Installing Acceldata Torch

Acceldata Torch uses Kubernetes for deployment and execution. This is guided by Replicated Kots which is responsible for deployment providing a single click experience to end customers. Torch can be deployed in both managed cloud Kubernetes environment and on-premise machines.
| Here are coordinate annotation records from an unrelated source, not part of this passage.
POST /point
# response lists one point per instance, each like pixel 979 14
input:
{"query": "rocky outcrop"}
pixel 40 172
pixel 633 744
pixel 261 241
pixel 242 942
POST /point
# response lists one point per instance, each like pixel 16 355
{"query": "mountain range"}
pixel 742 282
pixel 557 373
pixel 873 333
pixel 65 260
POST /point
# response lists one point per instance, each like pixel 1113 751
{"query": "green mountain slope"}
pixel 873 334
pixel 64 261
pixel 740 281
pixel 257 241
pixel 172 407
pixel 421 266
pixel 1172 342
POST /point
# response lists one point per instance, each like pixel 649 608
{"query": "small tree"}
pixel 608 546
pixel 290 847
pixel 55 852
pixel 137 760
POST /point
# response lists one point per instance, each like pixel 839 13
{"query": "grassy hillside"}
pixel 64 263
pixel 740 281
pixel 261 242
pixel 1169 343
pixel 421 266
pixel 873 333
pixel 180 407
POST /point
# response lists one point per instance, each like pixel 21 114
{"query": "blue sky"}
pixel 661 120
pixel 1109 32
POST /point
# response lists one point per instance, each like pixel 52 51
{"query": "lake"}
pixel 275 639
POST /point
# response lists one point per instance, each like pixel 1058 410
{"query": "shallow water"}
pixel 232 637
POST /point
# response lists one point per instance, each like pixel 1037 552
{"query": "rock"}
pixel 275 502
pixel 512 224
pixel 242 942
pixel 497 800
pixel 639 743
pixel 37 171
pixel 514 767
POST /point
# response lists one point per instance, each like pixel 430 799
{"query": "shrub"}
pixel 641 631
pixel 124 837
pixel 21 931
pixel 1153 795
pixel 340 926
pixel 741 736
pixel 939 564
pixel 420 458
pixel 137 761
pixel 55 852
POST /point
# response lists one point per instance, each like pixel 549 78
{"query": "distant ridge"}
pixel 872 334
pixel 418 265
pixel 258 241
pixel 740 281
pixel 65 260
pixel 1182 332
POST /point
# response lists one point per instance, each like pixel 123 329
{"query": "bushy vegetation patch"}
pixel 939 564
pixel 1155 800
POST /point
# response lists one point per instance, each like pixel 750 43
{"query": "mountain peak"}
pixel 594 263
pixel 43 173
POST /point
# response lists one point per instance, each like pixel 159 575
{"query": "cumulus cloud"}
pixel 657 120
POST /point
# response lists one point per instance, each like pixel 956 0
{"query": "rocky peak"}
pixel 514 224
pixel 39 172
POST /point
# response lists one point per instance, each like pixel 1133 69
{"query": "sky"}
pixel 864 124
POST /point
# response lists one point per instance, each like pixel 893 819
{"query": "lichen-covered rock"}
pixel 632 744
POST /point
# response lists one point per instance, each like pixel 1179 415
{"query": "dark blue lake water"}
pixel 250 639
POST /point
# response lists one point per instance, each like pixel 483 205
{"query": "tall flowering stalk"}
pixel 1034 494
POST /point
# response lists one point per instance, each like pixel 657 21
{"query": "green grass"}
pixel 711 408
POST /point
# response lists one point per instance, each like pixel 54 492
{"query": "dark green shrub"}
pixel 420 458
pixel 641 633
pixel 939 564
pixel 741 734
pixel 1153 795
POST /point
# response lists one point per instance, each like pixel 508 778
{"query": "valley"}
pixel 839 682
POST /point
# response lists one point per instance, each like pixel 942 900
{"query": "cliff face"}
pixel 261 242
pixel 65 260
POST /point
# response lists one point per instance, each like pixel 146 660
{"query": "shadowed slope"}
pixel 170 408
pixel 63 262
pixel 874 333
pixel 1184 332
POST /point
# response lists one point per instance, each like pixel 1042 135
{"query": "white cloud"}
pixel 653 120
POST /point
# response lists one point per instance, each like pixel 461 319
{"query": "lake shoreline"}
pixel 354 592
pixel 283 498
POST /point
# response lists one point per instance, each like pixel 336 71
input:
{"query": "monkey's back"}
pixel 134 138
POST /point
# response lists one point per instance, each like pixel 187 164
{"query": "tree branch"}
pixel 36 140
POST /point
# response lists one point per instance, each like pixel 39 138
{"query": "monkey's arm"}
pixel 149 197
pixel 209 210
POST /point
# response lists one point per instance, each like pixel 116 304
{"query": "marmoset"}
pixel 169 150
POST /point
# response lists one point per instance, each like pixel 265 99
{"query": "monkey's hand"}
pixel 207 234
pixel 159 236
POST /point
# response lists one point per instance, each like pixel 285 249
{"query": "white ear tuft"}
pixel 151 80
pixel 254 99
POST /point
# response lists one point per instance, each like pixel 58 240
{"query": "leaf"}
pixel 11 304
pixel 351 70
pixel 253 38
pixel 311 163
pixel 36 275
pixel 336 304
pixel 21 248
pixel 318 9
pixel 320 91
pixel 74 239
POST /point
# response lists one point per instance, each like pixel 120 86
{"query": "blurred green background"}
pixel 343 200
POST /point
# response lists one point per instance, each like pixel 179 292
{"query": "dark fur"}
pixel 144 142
In on-prem environment, Replicated Kots installs Kubernetes in the provided nodes and ensures that Torch gets deployed in that environment.

Once you sign up for Torch, you will be provided with a license file that needs to be used during the installation process.

To install Acceldata Torch, you should provide a cloud-managed Kubernetes environment, or on-premise nodes where Kubernetes will be installed.

Once the Kubernetes environment is ready, the process of configuring and installing Torch is same for both the environments.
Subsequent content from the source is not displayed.